Por Octavio Caruso
Com “As Aventuras de Pi” (Life of Pi – 2012), ocorreu um fenômeno curioso. Boa parte das pessoas que o assistiram não captou a essência de sua mensagem ou simplesmente não entenderam, dando margem a conclusões equivocadas e simplistas como: “um filme para religiosos, ou que os religiosos irão gostar mais”, “um filme para crianças”, devido ao tigre e os outros animais, “um filme bobinho”, entre outros. Excetuando-se aqueles que expuseram opiniões negativas acerca de sua temática, houve uma boa parte do público brasileiro que o rejeitou por causa da polêmica envolvendo o escritor Moacyr Scliar.

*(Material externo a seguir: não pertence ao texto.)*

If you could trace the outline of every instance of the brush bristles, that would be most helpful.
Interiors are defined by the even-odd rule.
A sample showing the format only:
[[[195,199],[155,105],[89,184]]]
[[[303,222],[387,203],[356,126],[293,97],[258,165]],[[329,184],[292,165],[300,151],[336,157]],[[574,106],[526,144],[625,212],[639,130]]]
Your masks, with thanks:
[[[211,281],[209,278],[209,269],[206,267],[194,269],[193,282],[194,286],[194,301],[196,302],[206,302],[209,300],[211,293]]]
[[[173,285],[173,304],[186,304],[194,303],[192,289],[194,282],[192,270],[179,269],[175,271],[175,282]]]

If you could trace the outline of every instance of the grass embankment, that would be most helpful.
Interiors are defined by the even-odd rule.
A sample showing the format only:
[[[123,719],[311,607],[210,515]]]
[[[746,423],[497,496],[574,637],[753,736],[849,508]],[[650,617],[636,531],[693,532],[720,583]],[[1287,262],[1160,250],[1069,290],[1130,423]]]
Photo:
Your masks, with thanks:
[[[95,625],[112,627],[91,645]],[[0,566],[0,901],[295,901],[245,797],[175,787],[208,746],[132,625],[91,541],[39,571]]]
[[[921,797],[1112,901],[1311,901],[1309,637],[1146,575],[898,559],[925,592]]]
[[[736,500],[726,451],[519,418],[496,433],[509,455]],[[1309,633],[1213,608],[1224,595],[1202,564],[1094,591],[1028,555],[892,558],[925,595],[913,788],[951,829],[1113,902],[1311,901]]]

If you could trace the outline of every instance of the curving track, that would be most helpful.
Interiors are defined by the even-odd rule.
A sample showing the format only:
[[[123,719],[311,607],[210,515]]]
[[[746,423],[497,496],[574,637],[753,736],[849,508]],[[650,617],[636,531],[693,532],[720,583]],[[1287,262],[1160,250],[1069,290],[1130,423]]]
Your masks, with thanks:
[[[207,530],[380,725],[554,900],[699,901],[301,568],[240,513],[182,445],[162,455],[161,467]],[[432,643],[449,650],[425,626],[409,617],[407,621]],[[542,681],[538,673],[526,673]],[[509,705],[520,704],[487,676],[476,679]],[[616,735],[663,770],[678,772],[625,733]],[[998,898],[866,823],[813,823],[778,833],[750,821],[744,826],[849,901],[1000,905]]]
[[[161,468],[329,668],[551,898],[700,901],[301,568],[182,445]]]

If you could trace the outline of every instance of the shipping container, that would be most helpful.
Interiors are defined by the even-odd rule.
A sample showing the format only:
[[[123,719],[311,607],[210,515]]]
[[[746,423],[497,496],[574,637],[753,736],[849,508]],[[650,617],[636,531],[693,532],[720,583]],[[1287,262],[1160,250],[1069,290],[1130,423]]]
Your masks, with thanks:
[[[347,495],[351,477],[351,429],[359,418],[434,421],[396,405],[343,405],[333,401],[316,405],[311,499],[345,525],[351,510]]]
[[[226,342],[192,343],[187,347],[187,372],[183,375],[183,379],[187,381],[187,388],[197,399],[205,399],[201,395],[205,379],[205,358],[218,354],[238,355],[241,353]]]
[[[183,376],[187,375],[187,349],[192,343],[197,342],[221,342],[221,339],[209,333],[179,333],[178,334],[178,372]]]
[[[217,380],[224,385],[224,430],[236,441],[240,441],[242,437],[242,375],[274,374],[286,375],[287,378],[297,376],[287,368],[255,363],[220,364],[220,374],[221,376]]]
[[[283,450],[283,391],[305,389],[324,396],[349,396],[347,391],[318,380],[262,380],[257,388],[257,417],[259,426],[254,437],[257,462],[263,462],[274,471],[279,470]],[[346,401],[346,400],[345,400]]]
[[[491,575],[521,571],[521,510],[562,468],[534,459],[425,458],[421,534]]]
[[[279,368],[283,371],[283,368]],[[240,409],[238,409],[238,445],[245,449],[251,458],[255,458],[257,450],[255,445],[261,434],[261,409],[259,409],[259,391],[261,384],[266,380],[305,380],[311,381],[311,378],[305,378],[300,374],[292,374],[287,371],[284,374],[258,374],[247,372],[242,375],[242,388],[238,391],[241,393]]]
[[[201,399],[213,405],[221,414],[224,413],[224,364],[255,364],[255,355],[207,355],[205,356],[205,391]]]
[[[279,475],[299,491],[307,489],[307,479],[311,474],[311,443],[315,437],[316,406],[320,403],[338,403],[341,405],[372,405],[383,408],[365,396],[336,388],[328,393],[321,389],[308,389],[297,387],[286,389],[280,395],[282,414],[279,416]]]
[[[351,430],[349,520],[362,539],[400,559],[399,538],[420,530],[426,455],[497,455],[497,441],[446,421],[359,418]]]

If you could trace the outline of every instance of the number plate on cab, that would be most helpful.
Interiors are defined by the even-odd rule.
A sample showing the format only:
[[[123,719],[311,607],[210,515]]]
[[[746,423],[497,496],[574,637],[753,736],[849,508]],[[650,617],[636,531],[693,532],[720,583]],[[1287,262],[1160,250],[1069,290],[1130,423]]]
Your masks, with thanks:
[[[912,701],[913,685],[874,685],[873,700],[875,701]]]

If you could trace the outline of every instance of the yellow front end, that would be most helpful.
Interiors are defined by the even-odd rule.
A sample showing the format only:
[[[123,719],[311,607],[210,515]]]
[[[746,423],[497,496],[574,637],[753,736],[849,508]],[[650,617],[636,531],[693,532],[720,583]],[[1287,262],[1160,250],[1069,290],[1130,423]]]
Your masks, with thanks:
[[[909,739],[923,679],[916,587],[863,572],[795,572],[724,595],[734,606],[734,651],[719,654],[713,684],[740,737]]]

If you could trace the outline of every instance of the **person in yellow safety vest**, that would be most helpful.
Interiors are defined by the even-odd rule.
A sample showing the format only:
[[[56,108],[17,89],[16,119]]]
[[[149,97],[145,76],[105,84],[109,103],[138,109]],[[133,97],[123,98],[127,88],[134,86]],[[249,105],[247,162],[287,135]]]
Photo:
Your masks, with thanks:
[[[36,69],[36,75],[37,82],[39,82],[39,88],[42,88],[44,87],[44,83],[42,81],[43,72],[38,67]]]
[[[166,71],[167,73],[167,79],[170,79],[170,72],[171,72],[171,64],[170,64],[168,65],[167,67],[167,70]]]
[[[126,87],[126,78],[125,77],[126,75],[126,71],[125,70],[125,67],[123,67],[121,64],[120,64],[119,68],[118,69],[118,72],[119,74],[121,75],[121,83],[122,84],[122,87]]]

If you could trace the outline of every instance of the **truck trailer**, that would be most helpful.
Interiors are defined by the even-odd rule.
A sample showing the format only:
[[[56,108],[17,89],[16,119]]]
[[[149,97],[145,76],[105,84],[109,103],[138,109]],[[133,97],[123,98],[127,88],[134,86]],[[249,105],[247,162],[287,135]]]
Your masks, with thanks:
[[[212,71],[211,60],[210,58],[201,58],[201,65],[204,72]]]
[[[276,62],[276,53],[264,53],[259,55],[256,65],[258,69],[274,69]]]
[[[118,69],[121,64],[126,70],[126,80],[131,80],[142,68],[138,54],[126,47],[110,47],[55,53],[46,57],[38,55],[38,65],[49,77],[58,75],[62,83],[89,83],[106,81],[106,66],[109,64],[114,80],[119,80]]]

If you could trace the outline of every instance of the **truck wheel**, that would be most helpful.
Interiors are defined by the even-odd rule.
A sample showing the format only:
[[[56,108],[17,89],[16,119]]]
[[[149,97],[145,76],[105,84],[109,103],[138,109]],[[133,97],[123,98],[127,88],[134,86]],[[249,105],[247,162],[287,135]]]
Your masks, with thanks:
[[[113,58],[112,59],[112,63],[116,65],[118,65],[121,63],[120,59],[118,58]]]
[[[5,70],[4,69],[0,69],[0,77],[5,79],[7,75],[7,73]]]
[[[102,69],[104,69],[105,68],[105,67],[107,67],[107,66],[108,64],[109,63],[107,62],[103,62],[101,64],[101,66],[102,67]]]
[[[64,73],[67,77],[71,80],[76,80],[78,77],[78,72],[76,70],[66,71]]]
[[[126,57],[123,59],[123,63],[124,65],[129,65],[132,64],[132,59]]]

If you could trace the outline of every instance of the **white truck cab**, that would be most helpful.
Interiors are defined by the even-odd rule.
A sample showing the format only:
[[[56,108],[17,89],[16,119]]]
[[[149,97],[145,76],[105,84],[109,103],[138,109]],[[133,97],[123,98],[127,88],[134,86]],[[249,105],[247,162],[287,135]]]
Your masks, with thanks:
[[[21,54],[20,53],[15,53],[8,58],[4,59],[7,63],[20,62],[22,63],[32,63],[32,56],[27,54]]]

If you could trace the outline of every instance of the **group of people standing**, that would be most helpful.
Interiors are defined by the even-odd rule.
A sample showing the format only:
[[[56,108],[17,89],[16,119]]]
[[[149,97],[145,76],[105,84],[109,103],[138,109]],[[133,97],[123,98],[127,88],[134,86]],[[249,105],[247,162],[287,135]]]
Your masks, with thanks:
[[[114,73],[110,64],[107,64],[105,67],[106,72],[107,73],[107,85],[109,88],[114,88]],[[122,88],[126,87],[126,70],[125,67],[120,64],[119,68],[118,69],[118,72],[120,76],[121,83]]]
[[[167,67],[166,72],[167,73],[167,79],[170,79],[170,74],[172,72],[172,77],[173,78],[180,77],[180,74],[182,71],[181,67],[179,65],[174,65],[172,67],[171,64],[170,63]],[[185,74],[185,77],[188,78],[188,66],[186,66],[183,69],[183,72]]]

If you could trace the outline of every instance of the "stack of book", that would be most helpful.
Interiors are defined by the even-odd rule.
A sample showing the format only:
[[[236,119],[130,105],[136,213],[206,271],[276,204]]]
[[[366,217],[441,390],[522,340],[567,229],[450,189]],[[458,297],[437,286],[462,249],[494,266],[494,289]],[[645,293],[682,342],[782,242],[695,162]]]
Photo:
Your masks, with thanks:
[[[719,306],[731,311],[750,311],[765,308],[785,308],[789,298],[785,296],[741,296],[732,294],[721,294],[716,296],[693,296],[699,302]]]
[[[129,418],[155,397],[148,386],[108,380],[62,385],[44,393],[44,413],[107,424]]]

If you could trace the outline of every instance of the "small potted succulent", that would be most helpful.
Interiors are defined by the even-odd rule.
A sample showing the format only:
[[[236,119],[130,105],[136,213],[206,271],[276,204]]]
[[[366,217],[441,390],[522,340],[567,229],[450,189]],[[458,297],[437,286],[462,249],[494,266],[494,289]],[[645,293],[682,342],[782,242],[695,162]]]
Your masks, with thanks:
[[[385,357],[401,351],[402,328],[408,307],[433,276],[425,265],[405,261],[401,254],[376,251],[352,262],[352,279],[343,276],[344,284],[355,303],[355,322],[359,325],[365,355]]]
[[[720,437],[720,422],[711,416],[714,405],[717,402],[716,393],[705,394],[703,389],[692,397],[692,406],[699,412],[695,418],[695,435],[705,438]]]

Yann Martel obviamente usou um lampejo criativo de Scliar, ele cita isso nas próprias páginas, porém, são livros bastante diferentes. Forçar a ideia de plágio é ignorar a história da literatura. Cervantes utilizou várias fontes de inspiração para seu “Don Quixote”, “Amadis de Gaula” e as histórias folclóricas espanholas, que serviram de base para as aventuras de Sancho no segundo tomo, por exemplo, mas ninguém questiona o valor de sua obra. O próprio Shakespeare fazia uso de inspirações alheias, algo comum durante a Renascença, levando muitos estudiosos de sua obra a corroborarem algo que ele afirmava: “eu selecionei ideias interessantes de alguns livros bastante medíocres e as melhorei”. Não é muito diferente do argumento utilizado pelo escritor canadense, referindo-se ao brasileiro, mas ninguém deprecia o trabalho do baluarte inglês. O português Camilo Castelo Branco utilizou “Romeu e Julieta”, livro que, por sua vez, Shakespeare criou utilizando como molde o trabalho de Arthur Brooke: “The Tragicall History of Romeus and Juliet”, como molde para seu excelente “Amor de Perdição”. A mesma ideia pode servir de inspiração para várias histórias maravilhosas e diferentes entre si. Leonard Bernstein, Arthur Laurents e Stephen Sondheim deveriam ter sido processados por utilizarem o “Romeu e Julieta”, de Shakespeare, mas antes, de Brooke, como forte inspiração para “Amor, Sublime Amor” (West Side Story)? Muito pouca coisa do que lemos ou assistimos atualmente pode ser tida como genuinamente original, ou como Abelardo Barbosa dizia: “nada se cria, tudo se copia”. Desmerecer o belo trabalho de Martel é fechar os olhos para os vários simbolismos preciosos que seu livro apresenta. Mas deixando de lado as polêmicas, analisarei o filme pelo que é: a mais simples e bela explicação sobre o sistema de crenças no ser humano, algo capturado com maestria pela direção sensível de Ang Lee. Irei analisar a obra com spoilers nos parágrafos a seguir.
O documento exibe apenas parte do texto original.